Officers have also helped set up cyber security programs with bomb data intelligence and participated in investigations including the terror bomb attack at a night market in Davao City in southern Philippines last year that killed 15 people and injured 70 others. They have also assisted in the tracking of militant Islamic suspects in the region.
The engagement is being seen as its biggest commitment to the regional jihadist fight since 2004, when the AFP deployed an elite squad to probe a Manila train network bomb plot and identify a ferry fire that killed 118 people as having come from a bomb.
The AFP has also brought together counterparts of colonel or superintendent level from the Philippines, Malaysia and Indonesia for the first time to forge a united plan to combat the terror threat.

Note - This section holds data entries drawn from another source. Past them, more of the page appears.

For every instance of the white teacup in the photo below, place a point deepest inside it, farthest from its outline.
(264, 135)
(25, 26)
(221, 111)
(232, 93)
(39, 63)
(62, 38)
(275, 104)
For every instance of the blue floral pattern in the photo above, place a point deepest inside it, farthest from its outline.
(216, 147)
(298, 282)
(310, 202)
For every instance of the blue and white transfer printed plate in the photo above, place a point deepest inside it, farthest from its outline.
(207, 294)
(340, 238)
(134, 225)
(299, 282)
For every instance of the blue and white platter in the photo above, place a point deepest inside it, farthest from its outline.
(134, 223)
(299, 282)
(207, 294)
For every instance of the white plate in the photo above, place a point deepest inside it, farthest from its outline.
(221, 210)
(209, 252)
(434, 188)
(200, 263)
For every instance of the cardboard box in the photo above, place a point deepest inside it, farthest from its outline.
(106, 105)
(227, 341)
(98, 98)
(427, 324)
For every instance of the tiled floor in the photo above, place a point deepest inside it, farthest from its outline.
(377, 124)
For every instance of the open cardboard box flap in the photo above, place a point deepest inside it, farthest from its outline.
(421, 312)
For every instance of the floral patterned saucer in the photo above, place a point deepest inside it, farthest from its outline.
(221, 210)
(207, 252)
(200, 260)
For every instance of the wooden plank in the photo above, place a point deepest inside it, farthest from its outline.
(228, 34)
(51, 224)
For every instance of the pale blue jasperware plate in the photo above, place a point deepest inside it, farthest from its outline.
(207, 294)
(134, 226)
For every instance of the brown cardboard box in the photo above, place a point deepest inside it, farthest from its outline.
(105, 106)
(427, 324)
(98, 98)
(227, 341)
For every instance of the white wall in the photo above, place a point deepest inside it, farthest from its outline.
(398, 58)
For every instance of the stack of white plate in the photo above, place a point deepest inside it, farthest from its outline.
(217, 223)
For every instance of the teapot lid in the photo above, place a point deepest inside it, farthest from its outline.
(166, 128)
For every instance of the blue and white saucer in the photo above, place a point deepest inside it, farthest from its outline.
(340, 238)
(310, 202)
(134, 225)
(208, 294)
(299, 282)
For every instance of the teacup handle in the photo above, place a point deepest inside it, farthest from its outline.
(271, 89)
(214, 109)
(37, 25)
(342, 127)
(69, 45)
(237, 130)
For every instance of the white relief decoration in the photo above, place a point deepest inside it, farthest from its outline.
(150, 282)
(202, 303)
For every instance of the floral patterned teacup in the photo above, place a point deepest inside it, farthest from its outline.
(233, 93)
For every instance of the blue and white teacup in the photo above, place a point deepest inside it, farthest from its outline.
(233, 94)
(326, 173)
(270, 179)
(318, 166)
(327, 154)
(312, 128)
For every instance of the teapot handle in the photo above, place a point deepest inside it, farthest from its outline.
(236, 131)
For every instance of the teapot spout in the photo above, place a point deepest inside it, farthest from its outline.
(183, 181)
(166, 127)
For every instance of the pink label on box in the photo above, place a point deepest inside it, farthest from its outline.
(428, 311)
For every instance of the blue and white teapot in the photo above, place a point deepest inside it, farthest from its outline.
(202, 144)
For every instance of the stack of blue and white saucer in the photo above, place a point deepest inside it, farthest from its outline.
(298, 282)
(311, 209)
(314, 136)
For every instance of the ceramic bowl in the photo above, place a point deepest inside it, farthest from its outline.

Last year, the Jakarta-based Institute for Policy Analysis of Conflict noted that while ISIS had deepened co-operation between extremists, law enforcement efforts remained national.
The mission is seen as vital since Filipino intelligence has pointed to the Marawi conflict having been financed by Malaysian militant Mahmud bin Ahmad, who channelled more than $600,000 for firearms, ammunition and food that has allowed the crisis in Marawi to go for so long.
Terrorists killed in that city are believed to include 40 nationals from Malaysia, Indonesia, India, Chechnya, Morocco, Turkey, Pakistan, Yemen and a Saudi. Intelligence has established at least 40 Indonesians had travelled to the Philippines for jihad, of whom at least half went to Marawi.
Local police intelligence has concluded remnant members of Jemaah Islamiyah, the terror group behind the 2002 and 2005 Bali bombings, have also slipped into the Philippines for training under the so-called Katibah al-Muhajir, or Brigade of the Migrant, rallying militants in South East Asia.
Two members were killed in Mindanao in a police gun battle in April this year.